Читатель, надо полагать, видит, что в своих восторгах и похвалах некоторые критики как бы сходят с колеи. Бесполезно корить за это людей, столь трепетно любящих великого писателя, но иногда в их речениях не все ясно, и тут нельзя не призадуматься. Так, Б. Любимов решительно заявляет, что герой фильма "абсолютно преодолел свой возраст". Как это понимать? Что значит абсолютно? Обрел бессмертие, что ли? В другом месте, восхищаясь волей писателя, критик называет её "сметающей все препятствия, побеждающей все - болезнь, ГУЛАГ, КГБ, пространство и время". Ну, болезнь благодаря помощи наших врачей, советской медицины молодой организм действительно победил, что вовсе неудивительно, ибо помощь была весьма своевременной, высококвалифицированной и абсолютно бесплатной. А ГУЛАГ? Его посадили туда, он не добился оправдания, не бежал, не поднял там бунт, а смирно, без единого карцера, отсидел весь срок и был выпущен. В чем же тут победа?
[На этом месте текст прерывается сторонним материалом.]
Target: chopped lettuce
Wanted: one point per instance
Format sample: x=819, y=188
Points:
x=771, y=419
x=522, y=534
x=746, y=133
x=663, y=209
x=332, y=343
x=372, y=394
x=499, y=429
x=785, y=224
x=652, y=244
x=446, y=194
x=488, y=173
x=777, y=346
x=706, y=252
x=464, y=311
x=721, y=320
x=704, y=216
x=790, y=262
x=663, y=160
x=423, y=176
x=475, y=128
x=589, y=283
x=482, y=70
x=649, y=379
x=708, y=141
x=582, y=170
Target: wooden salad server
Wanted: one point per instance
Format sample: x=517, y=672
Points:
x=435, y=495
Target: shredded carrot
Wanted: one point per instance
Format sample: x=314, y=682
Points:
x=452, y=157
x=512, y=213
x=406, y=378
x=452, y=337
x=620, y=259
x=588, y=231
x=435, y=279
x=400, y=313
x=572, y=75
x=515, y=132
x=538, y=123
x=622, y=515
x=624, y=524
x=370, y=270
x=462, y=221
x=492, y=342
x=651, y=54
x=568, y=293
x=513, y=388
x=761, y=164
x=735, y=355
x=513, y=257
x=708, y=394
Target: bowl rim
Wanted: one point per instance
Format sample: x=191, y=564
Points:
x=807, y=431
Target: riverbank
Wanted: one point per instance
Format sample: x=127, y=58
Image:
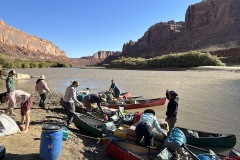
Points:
x=26, y=146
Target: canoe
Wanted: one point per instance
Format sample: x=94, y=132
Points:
x=126, y=95
x=84, y=91
x=142, y=103
x=97, y=112
x=120, y=149
x=207, y=139
x=234, y=153
x=92, y=125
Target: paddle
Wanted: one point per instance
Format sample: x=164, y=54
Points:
x=204, y=150
x=194, y=155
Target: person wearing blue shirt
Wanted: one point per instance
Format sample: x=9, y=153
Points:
x=144, y=127
x=115, y=89
x=172, y=109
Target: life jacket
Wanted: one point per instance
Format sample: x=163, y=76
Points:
x=178, y=136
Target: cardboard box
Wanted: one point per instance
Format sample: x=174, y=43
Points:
x=131, y=131
x=163, y=124
x=131, y=138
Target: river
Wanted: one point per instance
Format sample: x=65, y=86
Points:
x=209, y=99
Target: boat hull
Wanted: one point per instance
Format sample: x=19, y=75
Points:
x=90, y=124
x=121, y=149
x=140, y=104
x=207, y=139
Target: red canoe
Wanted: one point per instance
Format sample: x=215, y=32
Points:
x=143, y=103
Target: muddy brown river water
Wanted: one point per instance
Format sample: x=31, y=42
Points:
x=209, y=99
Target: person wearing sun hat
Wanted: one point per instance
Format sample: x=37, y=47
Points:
x=42, y=88
x=10, y=85
x=26, y=102
x=94, y=98
x=69, y=100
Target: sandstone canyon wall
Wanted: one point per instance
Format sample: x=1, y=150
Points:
x=211, y=25
x=12, y=36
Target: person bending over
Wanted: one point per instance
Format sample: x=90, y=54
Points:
x=89, y=99
x=42, y=88
x=115, y=89
x=144, y=127
x=69, y=100
x=24, y=99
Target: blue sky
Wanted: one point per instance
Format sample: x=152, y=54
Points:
x=84, y=27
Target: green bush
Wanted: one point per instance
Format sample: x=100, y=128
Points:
x=188, y=59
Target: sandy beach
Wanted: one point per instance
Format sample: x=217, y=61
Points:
x=26, y=146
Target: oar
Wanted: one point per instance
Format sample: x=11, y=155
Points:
x=204, y=150
x=194, y=155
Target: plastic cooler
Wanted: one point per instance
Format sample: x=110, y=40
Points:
x=51, y=142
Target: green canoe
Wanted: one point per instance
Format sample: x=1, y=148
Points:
x=94, y=126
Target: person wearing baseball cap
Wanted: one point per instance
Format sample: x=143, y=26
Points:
x=42, y=88
x=10, y=85
x=26, y=102
x=69, y=100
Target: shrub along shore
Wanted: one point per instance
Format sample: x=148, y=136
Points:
x=175, y=60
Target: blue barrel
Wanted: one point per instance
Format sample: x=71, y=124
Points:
x=51, y=142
Победил пространство и время? Это, конечно же, очень красиво сказано, почти так же красиво, как в знаменитом "Марше веселых ребят". Помните?
Мы покоряем пространство и время,
Мы - молодые хозяева земли!
Но там все было понятно и правильно. Песня появилась в 1934 году. Тогда, строя шоссейные и железные дороги (Турксиб, например, в полторы тысячи километров), прокладывая невиданные авиамаршруты, устремляясь в невероятные высоты стратосферы (полёт Федосеенко, Власенко и Усыскина), мы действительно покоряли пространство. Тогда, в кратчайшие исторические сроки, выводя страну в ряд мощнейших держав мира, мы действительно покоряли время... А Солженицын? Неужели о человеке, который по купленному билету переезжает или перелетает согласно расписанию из страны в страну, можно сказать, что он - победитель пространства и времени?
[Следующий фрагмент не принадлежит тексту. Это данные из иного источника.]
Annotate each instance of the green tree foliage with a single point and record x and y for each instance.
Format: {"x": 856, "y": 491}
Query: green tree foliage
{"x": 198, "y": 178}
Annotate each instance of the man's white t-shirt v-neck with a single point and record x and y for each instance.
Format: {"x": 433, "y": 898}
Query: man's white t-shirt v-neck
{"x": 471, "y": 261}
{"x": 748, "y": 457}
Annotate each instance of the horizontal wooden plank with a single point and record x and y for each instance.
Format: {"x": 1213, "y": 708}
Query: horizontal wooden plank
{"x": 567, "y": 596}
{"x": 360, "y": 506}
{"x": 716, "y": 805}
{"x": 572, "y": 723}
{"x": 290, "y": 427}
Что же касается, наконец, КГБ, то ведь, как известно, Великий Отшельник в первый же год своего заключения был завербован в тайные осведомители, в сексоты. Его собственный рассказ о беседе с оперуполномоченным завершается так:
"Можно. Это - можно!" Ты сказал! И уже чистый лист порхает передо мной на столе: "Обязательство. Я, Солженицын Александр Исаевич, даю обязательство сообщать оперуполномоченному лагучастка..."
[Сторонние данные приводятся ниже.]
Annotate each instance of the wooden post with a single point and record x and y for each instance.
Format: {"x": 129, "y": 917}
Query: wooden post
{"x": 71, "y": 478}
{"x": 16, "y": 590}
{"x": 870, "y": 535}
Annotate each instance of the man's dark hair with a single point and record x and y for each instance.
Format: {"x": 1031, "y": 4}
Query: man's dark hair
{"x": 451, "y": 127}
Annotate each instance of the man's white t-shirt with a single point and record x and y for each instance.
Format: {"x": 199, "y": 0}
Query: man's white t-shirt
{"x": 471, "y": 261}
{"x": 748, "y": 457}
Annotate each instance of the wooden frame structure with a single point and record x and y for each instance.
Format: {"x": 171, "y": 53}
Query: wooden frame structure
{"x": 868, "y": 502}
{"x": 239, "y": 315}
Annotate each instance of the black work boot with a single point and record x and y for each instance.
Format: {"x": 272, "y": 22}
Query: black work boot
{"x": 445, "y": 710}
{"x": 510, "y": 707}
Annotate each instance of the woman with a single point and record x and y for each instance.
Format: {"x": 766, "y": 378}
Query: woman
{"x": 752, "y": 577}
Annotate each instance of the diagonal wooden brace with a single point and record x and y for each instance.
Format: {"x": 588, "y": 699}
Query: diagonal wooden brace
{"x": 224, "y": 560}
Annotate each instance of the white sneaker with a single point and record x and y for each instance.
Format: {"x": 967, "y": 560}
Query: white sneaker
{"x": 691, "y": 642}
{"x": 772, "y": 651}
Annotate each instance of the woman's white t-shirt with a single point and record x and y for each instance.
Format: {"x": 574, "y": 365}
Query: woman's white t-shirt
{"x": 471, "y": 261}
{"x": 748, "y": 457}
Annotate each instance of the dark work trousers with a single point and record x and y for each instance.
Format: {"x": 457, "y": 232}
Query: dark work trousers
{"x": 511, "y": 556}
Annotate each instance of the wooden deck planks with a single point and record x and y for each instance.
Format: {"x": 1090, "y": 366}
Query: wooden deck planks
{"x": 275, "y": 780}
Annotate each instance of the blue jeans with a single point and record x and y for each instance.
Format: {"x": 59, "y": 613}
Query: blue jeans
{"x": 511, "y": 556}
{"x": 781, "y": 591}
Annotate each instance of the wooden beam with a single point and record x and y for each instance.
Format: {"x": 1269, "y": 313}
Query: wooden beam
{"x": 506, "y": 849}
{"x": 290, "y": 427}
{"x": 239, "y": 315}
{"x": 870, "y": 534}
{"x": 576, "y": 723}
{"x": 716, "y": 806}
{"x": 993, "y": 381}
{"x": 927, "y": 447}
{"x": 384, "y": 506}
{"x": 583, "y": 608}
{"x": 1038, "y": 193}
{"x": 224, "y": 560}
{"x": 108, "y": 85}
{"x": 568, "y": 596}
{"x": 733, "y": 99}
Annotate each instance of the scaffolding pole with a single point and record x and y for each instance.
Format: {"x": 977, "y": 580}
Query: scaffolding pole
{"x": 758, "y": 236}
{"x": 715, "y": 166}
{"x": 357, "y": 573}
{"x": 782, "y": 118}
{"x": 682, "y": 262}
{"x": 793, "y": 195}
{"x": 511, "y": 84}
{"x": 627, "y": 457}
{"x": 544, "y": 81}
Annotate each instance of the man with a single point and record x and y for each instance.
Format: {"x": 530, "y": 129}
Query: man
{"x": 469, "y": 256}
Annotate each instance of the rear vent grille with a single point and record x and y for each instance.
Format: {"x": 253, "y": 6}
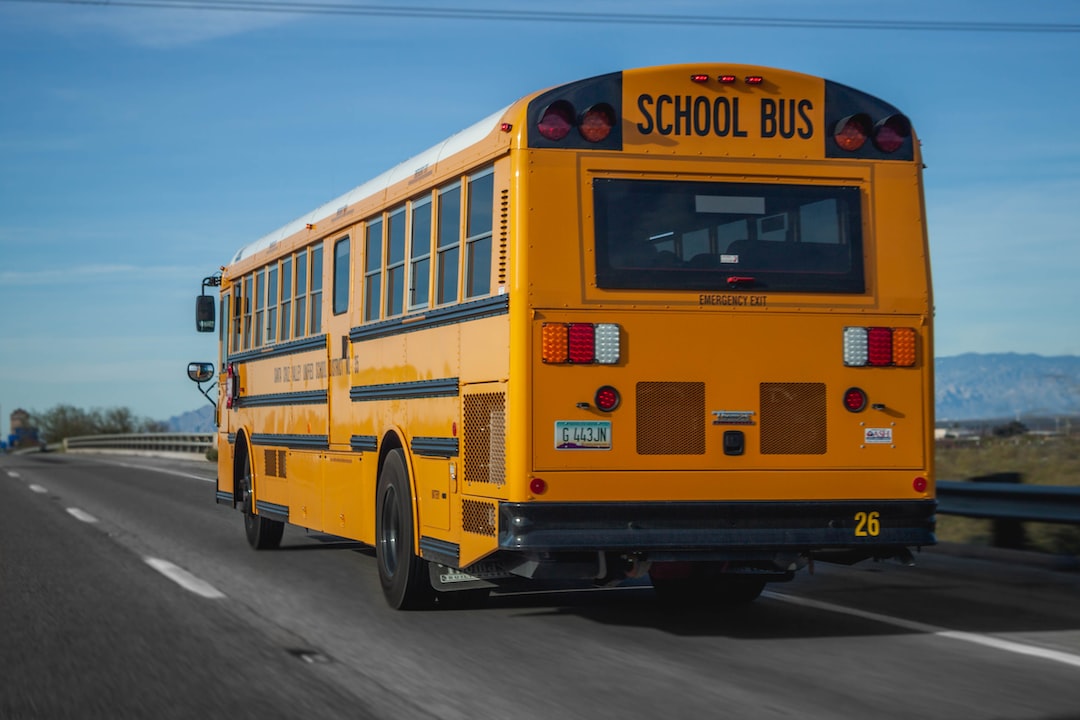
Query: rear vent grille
{"x": 477, "y": 517}
{"x": 793, "y": 418}
{"x": 484, "y": 435}
{"x": 503, "y": 234}
{"x": 671, "y": 418}
{"x": 275, "y": 463}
Я вздыхаю и ставлю подпись о продаже души.
Можно идти?
Вам предстоит выбрать псевдоним. Ах, кличку! Ну, например, "Ветров".
Нельзя не отметить, что душу-то свою драгоценную Александр
Исаевич Ветров продал не на дыбе, не стоя босыми ногами на раскаленных углях, не после месяца холодного карцера, или недели бессонницы, или хотя бы пяти дней без хлеба на одной воде, а просто позвали и спросили: "Можете?" - и он ответил: "Можно. Это - можно!"